Classic entrepreneurship in Silicon Valley seems to have lost its way. It’s not just the hangover from the unicorn era, and founders and executives coming out of disappointing exits feeling burned and exhausted. It’s also a quandary over what to fund.

Consumer Internet has been the home run generator for most of the last two decades, but Valley early adopters no longer pick the winners in that category. Jeremy Liew, who had a huge home run in Snap, has long argued that the Internet is now about mass-market youth and teen culture, and it’s LA and New York that have the pulse on that, not Silicon Valley.

Smart VCs and companies have started hiring teen consultants . That isn’t a bad idea, but think of how different that is from Silicon Valley’s consumer history. Steve Jobs famously said he didn’t design products by asking users what they wanted, but by showing them. And almost all of the early consumer Internet winners were created by people building something for themselves.

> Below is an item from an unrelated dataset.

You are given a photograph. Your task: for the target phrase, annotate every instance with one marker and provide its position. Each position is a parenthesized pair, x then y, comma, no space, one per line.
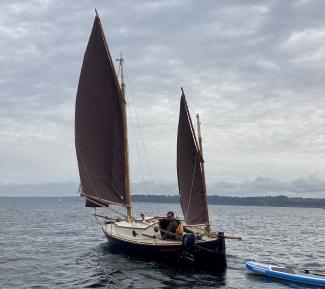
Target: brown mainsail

This shows the real cost of Silicon Valley’s bro-monoculture. What bros need has been tapped out, and VCs struggle to invest for consumers who aren’t them. Show me a female entrepreneur building something for a female audience who hasn’t had the awkward encounter of a VC bringing a female assistant in to ask her if she’d use the product. Now they aren’t asking wives, they’re asking their teens. To succeed in finding consumer hits for a different audience, VCs will have to change how they make investing decisions. And some who excelled in a previous era, may simply not be that good anymore.

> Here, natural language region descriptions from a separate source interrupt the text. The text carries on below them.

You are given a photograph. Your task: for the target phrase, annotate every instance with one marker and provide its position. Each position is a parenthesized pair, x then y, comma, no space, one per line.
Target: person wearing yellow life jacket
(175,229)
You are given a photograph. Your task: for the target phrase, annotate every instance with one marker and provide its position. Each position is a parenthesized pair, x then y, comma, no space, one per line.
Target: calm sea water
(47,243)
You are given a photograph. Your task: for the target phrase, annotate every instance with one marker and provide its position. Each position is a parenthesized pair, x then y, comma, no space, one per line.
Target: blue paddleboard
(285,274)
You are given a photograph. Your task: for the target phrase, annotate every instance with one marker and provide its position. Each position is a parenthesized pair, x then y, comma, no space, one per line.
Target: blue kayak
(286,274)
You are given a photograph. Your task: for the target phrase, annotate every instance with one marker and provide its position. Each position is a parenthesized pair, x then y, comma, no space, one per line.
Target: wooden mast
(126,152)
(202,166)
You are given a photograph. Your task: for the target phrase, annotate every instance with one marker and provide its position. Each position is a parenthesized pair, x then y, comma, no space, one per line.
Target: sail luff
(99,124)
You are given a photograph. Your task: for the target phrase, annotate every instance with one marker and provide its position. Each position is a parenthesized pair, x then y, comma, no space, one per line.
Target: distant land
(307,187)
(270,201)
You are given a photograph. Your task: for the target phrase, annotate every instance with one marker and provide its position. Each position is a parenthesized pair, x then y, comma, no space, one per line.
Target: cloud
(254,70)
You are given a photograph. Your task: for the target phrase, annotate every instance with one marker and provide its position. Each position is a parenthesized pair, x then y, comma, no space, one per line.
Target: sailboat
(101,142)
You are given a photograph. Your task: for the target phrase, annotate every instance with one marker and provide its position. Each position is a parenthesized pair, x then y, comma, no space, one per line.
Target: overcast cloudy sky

And even for those who do succeed at the shift, it’s arguably not the same money making opportunity, because you are basically investing in fads. It’s more like video games and movie franchises than the large tech platforms and utilities of the past. Even Snap argued in its S1 that it has to keep rapidly innovating to keep its teen audience-- which is far smaller than any of Facebook’s properties-- interested.

One of the reasons that Silicon Valley is struggling is that it has succeeded so well. We are in a unique time where the young companies are not eating the old. Google, Facebook, Amazon and Apple are simply dominating, and even Microsoft has enjoyed a resurgence.

There is almost no white space with Facebook dominating everything social, Amazon owning logistics and things, Google owning data, and Apple (and Netflix and Amazon) owning digital entertainment. Most companies are being built on Google or Amazon’s servers, and they are paying for user growth on Facebook. Google and Facebook have 85% of all digital advertising just as this transition of dollars away from television is finally occurring. And their share is growing.

Look at the impact on the decacorns, the companies that should have been poised to become super unicorns of the era.

Pinterest: Struggling to get oxygen in a Facebook world, especially now that Facebook has launched a Pinterest-like clone on Instagram

Dropbox: Squeezed by Google and Microsoft

Snap: The joke in the Valley is that more engineers are working on Snap features at Facebook than at Snap. The last F8 showed the body blow of competition coming Snap’s way.

The most dramatic example of course is Uber. While a lot of its pain has been self-inflicted, it is being accused of trying to “hack” this big-tech hegemony by stealing autonomous car technology from Google. And now Google could destroy Uber’s shot to be a leader in self-driving cars, which Uber’s Travis Kalanick has said is “existential” for the company.

Airbnb seems the only US decacorn who has threaded the needle between these four. (One reason, I’ve argued it will be the largest US decacorn at the end of the day.)

It’s no wonder entrepreneurs aren’t anxious to play the heavy-fundraising game again, and no wonder VCs are in a funk about where to invest.

And it’s no wonder that publications and journalism careers that started out covering new launches every day are now mired in a swamp of writing about bad behavior and giants drunk on their own power: Because that is the only thing that’s growing.